Ей хотелось подумать о чем-нибудь другом, но никак не оторвешь мыслей от Щербица. Сама того не замечая, она в действительности глубоко страдала от разочарования. Вот он какой — этот Щербиц. Затем только все устроил, для того был такой обходительный, самоотверженный, смелый, гордый, чтобы легче и верней овладеть ею. Просто такой прием... Некоторое время она ничего не чувствовала... Но вдруг — изумление. Будто дно отвалилось у парохода, и она летит в морскую пучину: тоска по его белым рукам, по глазам, полным отчаяния, по искривленным болью милым губам... Можно было все это одним кивком успокоить, но она не успокоила...

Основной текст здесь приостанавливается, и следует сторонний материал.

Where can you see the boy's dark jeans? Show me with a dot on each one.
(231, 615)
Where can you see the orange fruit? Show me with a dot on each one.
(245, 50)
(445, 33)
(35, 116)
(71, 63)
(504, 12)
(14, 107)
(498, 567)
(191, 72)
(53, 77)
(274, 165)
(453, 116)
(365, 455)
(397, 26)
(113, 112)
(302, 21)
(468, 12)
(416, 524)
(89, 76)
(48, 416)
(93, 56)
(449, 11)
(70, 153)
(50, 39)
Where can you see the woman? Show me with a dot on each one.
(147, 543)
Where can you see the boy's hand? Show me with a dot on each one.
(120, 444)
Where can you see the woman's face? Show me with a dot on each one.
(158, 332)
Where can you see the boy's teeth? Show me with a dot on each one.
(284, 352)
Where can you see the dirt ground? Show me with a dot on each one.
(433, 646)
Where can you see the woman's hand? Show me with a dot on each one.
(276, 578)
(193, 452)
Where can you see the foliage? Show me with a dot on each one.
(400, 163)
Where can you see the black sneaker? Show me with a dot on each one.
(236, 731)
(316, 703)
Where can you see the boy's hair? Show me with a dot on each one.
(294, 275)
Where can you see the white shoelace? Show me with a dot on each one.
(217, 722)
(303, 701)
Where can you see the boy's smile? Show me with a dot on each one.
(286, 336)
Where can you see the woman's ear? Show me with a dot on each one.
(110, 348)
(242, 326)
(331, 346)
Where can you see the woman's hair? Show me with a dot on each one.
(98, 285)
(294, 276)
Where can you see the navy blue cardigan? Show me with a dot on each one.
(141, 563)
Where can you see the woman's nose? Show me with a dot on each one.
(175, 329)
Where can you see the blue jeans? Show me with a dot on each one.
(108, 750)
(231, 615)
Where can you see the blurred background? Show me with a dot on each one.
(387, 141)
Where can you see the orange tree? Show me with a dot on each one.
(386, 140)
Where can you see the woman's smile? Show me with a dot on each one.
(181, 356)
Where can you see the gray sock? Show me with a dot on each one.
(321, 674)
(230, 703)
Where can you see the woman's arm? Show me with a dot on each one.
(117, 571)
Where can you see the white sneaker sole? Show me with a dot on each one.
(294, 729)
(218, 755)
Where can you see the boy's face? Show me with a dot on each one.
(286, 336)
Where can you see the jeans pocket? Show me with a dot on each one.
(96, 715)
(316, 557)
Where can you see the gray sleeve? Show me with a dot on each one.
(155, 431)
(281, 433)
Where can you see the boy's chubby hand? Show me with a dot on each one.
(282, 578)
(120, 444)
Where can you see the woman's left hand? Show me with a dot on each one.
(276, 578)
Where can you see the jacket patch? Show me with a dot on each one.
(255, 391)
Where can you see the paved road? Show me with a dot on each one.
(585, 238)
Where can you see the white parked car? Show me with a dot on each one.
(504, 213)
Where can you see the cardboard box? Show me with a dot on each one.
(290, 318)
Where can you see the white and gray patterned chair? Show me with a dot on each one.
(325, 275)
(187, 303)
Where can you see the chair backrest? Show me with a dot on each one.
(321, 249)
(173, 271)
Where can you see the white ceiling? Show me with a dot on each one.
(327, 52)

Некоторое время она опять лежала, ничего не чувствуя... Пока вдруг, где-то на гребне новой волны, из души не хлынуло новое чувство горечи, да такое глубокое, будто из сквозной душевной раны. Этот поступок Щербица, его предательство вдруг оказалось зеркалом, в котором она увидела поступок Лукаша. Не мыслями, а скорей ощупью мучительно блуждающего сердца постигла она, что Лу-каш тоже добивался только ее ласк, ее нежности, удовлетворения своего «животного» инстинкта.
Она вспомнила ту утонченность в наслаждении, которой он учил ее. Хладнокровно вспомнила те собственные, сладострастные, отвратительные слова — слова потрясающей глубины и силы, слова-чудовища, которые были тогда необходимым дополнением к радости, окончательной приправой и ярлыком счастья.
Вдруг пароход стало кидать из стороны в сторону, как будто кто хотел сбить его с намеченного пути и столкнуть в хаос.
Мало-помалу Евой овладела тихая дремота, полная видений, воспоминаний, мимолетных ощущений того, что уже больше не существует. Варшава... Апрельская ночь... Масса народа на улицах... Унизительный труд, который люди подымают, волокут, тащат на себе для чужой выгоды. Молодые девушки — жалкие подъяремные волы... Работают, бьются для того, чтобы раньше или позже стать жертвами мужчин... Наняться на работу к этим мужчинам, этим негодяям, и служить их удовольствию...
Ева спала тем сном, во время которого ощущаешь, слышишь и видишь все. Часа в три ночи послышался продолжительный свисток. Пароход подходил (и в конце концов вошел туда) к порту Кальви, уже на Корсике. Кто-то сказал об этом за портьерой каюты. Ева соскочила с полки и пошла в зал, а оттуда на палубу.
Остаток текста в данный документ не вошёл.